I added some code to bring the randomization in alignment with what I felt would make for interesting generative art. I added code to be able to have control over the colors that were used, but for the most part, AI wrote this code, and a human was in the loop to provide some basic integration and mild creative input.
This code took about five days to write, so AI has shown to be very fast in iterating on creative concepts, and producing high end code. Some of the animations of this project are better than what I would have come up with had I written this code from scratch. Some of the great power of AI systems are in their ability to give you unexpected outputs. This may mean you need to be clearer in your prompting, but in general these unexpected outcomes are wonderful for the creative space.
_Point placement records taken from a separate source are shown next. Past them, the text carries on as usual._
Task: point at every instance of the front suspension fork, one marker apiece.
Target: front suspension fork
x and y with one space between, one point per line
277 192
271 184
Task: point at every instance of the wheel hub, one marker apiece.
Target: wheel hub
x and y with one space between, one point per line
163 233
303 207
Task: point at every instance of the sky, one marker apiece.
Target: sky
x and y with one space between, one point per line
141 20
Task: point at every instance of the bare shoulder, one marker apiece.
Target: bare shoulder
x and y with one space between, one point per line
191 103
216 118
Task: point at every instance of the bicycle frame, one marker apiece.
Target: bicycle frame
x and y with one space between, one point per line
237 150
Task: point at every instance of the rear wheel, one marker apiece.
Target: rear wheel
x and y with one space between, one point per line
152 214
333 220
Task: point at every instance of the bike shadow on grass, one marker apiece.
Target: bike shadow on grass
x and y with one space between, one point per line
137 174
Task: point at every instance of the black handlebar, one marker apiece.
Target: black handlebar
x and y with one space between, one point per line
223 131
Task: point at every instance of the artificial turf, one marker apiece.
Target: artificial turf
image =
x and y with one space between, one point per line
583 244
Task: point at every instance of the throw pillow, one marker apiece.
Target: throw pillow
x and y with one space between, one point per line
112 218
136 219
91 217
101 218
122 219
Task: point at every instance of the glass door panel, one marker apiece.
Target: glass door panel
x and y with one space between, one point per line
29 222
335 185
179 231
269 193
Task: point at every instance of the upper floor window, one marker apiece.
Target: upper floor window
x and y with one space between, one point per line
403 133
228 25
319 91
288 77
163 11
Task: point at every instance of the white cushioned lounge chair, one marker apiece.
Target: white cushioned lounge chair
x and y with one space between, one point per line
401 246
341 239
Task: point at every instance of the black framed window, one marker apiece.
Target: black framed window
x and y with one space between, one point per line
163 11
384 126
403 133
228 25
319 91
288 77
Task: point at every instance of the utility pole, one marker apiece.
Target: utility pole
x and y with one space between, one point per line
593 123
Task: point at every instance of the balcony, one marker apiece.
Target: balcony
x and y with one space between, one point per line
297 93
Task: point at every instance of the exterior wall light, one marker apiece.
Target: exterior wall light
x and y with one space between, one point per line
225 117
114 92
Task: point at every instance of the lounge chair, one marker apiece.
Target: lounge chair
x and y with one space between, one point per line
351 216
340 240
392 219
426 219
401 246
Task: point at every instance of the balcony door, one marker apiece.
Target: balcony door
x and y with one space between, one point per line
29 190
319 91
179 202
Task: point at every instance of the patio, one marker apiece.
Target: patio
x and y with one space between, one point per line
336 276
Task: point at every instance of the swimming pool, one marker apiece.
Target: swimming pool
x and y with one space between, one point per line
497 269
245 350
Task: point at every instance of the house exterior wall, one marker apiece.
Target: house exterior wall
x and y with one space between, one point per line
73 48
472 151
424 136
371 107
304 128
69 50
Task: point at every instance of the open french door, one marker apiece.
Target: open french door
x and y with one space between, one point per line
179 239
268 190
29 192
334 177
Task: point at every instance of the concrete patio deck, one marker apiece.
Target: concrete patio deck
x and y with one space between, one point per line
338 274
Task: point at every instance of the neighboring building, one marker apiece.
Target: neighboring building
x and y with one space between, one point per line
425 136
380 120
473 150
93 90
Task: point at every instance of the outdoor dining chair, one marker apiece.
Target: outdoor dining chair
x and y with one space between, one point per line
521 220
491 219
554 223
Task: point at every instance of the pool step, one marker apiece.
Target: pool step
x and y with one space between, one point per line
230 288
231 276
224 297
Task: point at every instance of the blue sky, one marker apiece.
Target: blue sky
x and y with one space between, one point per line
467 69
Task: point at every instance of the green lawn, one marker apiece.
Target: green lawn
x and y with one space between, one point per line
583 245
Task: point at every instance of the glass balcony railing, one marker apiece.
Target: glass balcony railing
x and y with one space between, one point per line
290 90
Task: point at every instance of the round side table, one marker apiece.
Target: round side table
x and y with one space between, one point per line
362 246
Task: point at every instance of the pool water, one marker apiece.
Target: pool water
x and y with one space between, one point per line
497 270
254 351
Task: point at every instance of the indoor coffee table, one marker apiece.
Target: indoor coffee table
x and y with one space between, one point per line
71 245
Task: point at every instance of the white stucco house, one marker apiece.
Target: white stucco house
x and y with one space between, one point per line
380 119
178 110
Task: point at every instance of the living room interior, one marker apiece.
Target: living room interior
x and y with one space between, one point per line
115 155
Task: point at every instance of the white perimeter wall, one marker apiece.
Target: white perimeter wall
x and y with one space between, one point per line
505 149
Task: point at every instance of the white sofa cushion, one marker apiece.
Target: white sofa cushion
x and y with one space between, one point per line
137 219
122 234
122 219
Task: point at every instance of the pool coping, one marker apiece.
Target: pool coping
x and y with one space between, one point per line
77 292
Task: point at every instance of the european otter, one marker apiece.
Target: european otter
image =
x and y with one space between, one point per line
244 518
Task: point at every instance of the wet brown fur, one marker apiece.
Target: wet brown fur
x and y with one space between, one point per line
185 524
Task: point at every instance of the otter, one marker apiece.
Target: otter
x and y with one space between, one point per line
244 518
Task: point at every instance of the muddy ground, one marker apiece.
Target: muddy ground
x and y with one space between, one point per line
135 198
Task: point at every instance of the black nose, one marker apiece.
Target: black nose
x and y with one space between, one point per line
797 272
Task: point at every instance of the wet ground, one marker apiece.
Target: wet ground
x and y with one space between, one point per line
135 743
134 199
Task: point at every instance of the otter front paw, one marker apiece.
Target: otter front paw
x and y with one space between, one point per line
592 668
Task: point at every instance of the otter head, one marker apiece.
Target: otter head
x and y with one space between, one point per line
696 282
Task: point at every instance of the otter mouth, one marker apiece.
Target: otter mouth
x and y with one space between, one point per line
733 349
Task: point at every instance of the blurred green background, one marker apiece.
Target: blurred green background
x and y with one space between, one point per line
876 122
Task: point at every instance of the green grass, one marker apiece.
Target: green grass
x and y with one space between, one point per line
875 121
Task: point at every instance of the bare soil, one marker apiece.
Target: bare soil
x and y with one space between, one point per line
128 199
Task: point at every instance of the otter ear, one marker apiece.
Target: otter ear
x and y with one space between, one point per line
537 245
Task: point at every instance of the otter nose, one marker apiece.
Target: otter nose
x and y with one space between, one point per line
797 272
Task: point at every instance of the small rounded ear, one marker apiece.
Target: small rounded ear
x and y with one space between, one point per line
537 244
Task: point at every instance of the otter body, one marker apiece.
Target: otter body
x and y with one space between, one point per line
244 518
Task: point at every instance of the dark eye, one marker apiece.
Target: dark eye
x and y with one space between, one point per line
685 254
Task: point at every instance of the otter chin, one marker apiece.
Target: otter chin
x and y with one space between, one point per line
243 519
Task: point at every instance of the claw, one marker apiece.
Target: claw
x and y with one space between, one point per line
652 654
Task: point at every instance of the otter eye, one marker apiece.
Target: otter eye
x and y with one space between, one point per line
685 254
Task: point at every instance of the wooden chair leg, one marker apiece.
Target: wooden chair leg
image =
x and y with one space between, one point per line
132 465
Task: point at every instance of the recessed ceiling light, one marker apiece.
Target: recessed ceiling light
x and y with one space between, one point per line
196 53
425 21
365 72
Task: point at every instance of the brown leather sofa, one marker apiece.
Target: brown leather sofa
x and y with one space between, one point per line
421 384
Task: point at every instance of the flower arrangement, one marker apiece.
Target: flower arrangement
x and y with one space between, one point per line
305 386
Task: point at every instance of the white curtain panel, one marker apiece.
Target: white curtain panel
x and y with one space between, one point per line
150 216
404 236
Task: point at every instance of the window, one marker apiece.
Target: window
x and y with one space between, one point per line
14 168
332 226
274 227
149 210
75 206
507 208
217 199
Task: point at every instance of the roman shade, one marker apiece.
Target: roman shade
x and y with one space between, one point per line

Unexpected outcomes in more serious systems can of course be very dangerous, so it is something to consider when using these technologies in systems where the fault tolerances are tighter.
There are a couple notes on this project. First, the preview is intended to be a darker, less saturated, greyed out version of the running project. This artistic decision was made as a rejection that the preview is the most important part of the artwork.
One of the advantages of digital art is that it is capable of movement and sound in a way that more traditional mediums are not. By clicking play on this artwork and experiencing it as intended, you will be rewarded with a vivid world of sound and color.
A second note is that while the visuals are deterministic, the sound is not. While the animations were more liberally adjusted to allow for determinism, the code for the sound is pasted almost exactly as it was output from ChatGPT. It is more important to me to preserve the code that ChatGPT created, to provide an example of how AI can create sound. I have thought about enhancing this sound with a variety of other instruments, randomization, notes, musical concepts, but I felt that would take away from the importance of the work.
The decision for fxhash 2.0 to add Ethereum as a cryptocurrency is a wonderful option for artists exploring sustainable financial models for their work, as well as collectors who are interested in collecting work on that chain. I thank everyone involved for their work in helping to build the future of art, and look forward to all of the innovations to come from this dedication over the years. The digital art space that was ignored for so long, is finally being celebrated.
Thank you to the collectors who are helping to fund the wild and newfangled work that we are so lucky to be able to enjoy.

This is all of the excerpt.